My studio could qualify for a Guinness World Record for “world’s densest collection of matter.”
I have a lot of stuff. When I get more stuff, I just squeeze it into tinier and tinier spaces around my other stuff. I swear, a little more stuff and I might be able to create an actual black hole—which, as you science-fiction fans know, is so dense, light cannot escape it. (Maybe that’s why I can never find my scissors: “Oh, there they are, in that black hole over there.”)
Don’t get me wrong, I love my studio. It has almost everything I need to make art. (Fiber, jewelry and mixed-media artists never have everything we need. That’s why we’re always shopping for more!)
But things had gotten so out of hand, I couldn’t work efficiently in my space anymore. I had to spend too much time clearing a tiny space to work, and then I had to search for all my missing tools. (“I have dozens of scissors in here, I know I do! Why can’t I find one pair?!!”)
Right after my last summer show, I decided enough was enough.
I embarked on a major cleanout of the Aegean Stables—er, my studio. Fortunately for you, I wrote an entire series of online articles about the process, so you can learn from my experience.
There are many rewards for cleaning out a studio, but the best one was all the stuff I found:
• Small piles of birdseed. Mice. They were raiding my birds’ food dishes. Yes, I’ve called an exterminator. The reward? We hopefully caught them before wires were chewed. (That’s my rabbit Bunster’s job, after all.)
• $150 in large bills, in a small box on the very top of a very tall shelf, and, no, I have no idea why I put it there. (I’m blaming this one on mice, too.)
• The dresses a dear family friend made for my daughter when she was two. (When my daughter was two, not the friend.)

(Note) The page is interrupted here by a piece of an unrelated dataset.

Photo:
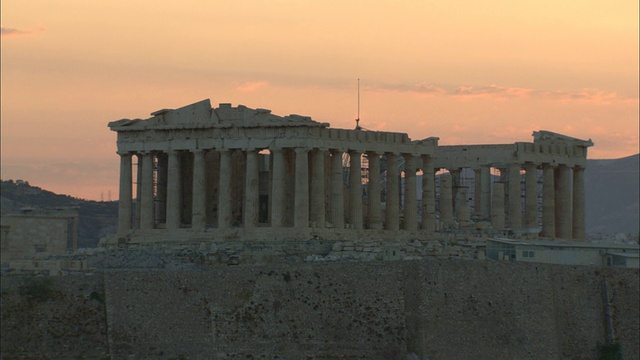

• Photo portfolio of my early work. Hey, I forgot I’d made such cute things! That was a nice little trip down memory lane…
• Packet of fair information for my last show—sent to me ten months ago. The show was two months ago. Fortunately, I was completely honest with show management about losing this packet, and they were very good at sending me new information without making a single snide comment. I’ve pled menopause the last three years, but I don’t know if that excuse will fly much longer. I think they’re on to me.
• About three dozen magazines I’ve been meaning to read. And I did read them, when I took coffee breaks, and then I gave them away (applause, please).
• The original book I had lost for so long I went out and bought a new copy. I’ve now lost the new copy. (I’m blaming mice again.)
• A $750 necklace, which had been AWOL for so long, I was sure somebody had stolen it. (Maybe big mice…? With fashion sense?)
• Birth announcements for my daughter. She’s 20.
• A forgotten chocolate stash. I think I was hiding this from my teenage son who uses my computer. He’s already found all my stashes in the kitchen.
• Instructions for my new merchant services terminal. Yay!
• Not one, not two, but three boxes of Uniball “Vision” pens. I love ‘em and I’m always losing them and buying more. Then forgetting what I did with the new boxes. I’m set for the next three years. If I don’t lose the boxes again.
• Ten measuring tapes (same scenario as the pens).
• ALL my scissors, ditto. I’m too embarrassed to admit how many there are when they’re all together.
• Brand-new jeweler’s variable speed drill. I knew I had one in here somewhere. This one had been stuffed under a table behind several storage containers while cleaning for last year’s open studio event.
So, how did the cleaning go?
Well, things are a little less dense in here. It’s a working space once again. The so-big-they’re-scary dust bunnies behind my computer are gone. I’m $150 richer. And a little heavier after eating all that rediscovered chocolate. But I’m also smarter, because I read all those magazines. I gave one birth announcement to my daughter and tossed the rest. She and I carefully repacked the tiny dresses and put them in a safe (and more appropriate) place. I’m happily back at work in a well-organized, fully stocked, nicely equipped studio with several clear work surfaces. And armed, hopefully, with more discipline to put stuff away when I’m done and throw stuff away I don’t need, and not to buy anymore beads or fabric for at least a few months.